Mereka-mereka itulah yang harus memperlihatkan sikap keteladanan di tengah-tengah masyarakat. Pemimpin yang baik adalah, ketika diberi amanat dapat dipercaya, bisa berbuat adil, bersikap bijaksana, dan senantiasa berpikir untuk kebaikan serta kemajuan masyarakatnya. Dengan sendirinya pemimpin yang demikian akan dapat menjadi inspirasi bagi berkembangnya suatu masyarakat yang bermartabat dan beradab. Dalam konteks hidup berbangsa dan bernegara, maka akan tercipta suatu tatanan pemerintahan yang baik dan bersih (good and clean governance). Yaitu pemerintahan yang transparan, partisipatif, dan akuntabel jauh dari prilaku korupsi, kolusi dan nepotisme. Itulah kiranya faktor pertama yang lebih efektif untuk memberikan penguatan ideologi terhadap masyarakat dalam mengejawantahkan pengamalan nilai-nilai Pancasila.

Sedangkan faktor kedua adalah, perlunya penanaman nilai-nilai dasar pada masyarakat dalam bentuk ajaran yaitu “belumlah sempurna keagamaan seseorang, bila dalam hidupnya belum bermakna pada orang lain atau masyarakat”. Nilai-nilai dasar ini memiliki makna filosofi yang sangat dalam. Melalui nilai-nilai dasar ini, maka akan lahir suatu kehidupan masyarakat yang agamis tetapi sekaligus jauh dari prilaku-prilaku anarkis, keras, dan vandalisme. Bukan sikap keagamaan eksklusif yang muncul, tetapi lahir sikap keagamaan yang inklusif yaitu sikap hidup beragama yang dapat hidup berdampingan dengan kelompok lain, bersikap terbuka, toleran, dan moderat (bijaksana).

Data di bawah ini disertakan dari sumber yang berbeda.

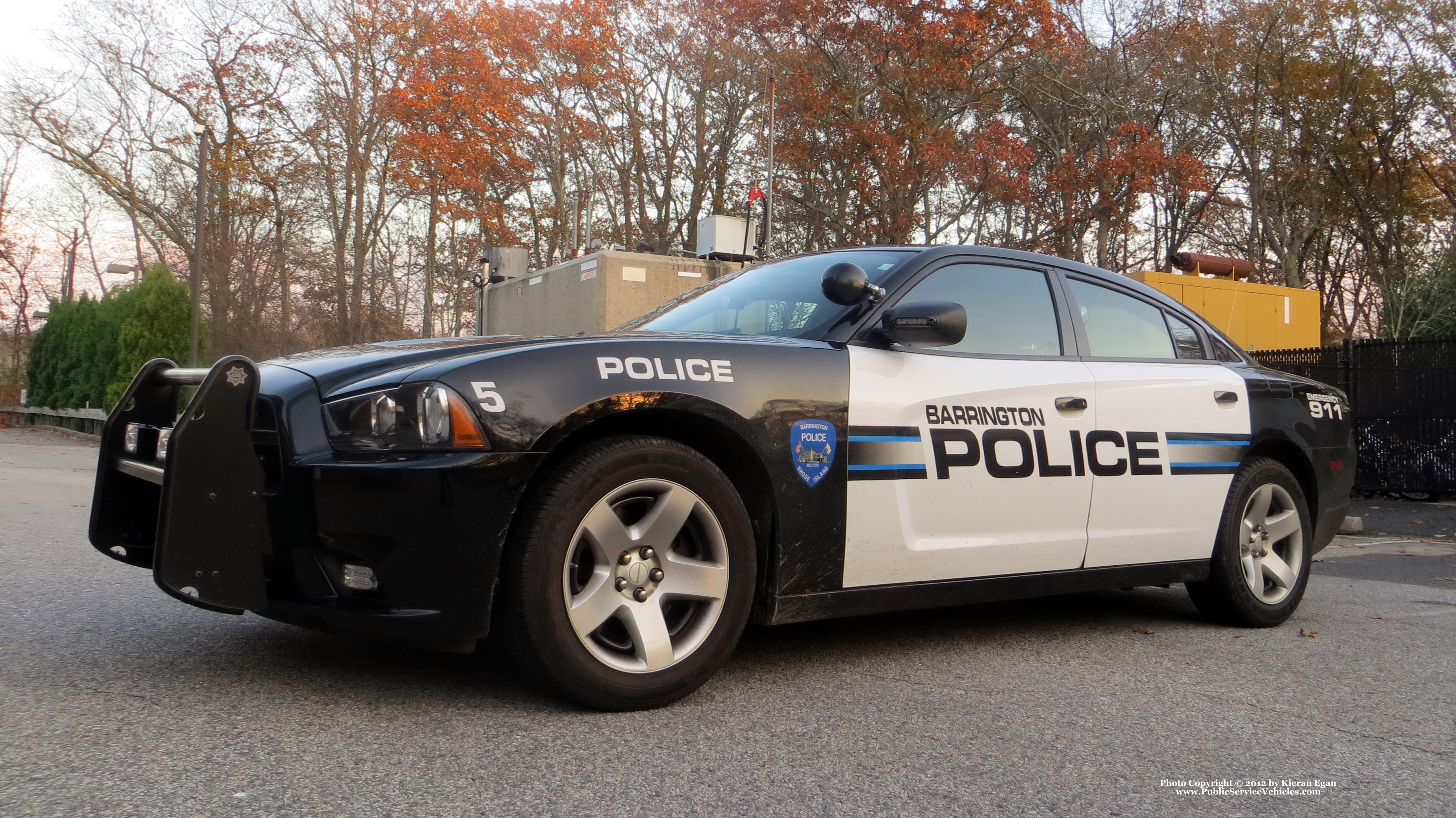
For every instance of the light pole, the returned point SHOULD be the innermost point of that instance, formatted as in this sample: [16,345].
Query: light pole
[203,133]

Lebih dari itu bahwa, nilai-nilai dasar tersebut dapat menjadi pemicu (trigger) lahirnya suatu kesadaran untuk hidup penuh kreatif, dinamis, dan inovatif. Hidup bukan hanya bermakna pada dirinya, tetapi sekaligus punya arti bagi orang-orang di sekitarnya. Maka sikap bermalas-malas, etos kerja yang rendah, tidak disiplin, sikap ketergantungan akan dilawan oleh prinsip hidup ini. Masyarakat senantiasa berpikir positif untuk membangun peradaban hidup yang lebih maju dan bermartabat. Itulah esensi hidup dalam nilai-nilai ideologi Pancasila.

Maka dua pendekatan tersebut, dapat dikatakan merupakan pendekatan penguatan ideologi Pancasila yang lebih bersifat demokratis dan humanis. Untuk segera ada perubahan, maka hari kesaktian Pancasila bisa dijadikan sebuah momentum sebagai kebangkitan jiwa untuk membangun peradaban masyarakat yang lebih maju dan bermartabat yang berakar dari nilai-nilai Pancasila. Sekarang saatnya harus memulai dan berkomitmen, tidak harus menunggu pergantian generasi, apalagi pemotongan generasi, dan lebih-lebih sebuah revolusi budaya. Kita menginginkan perubahan terjadi secara linier, damai tanpa gejolak.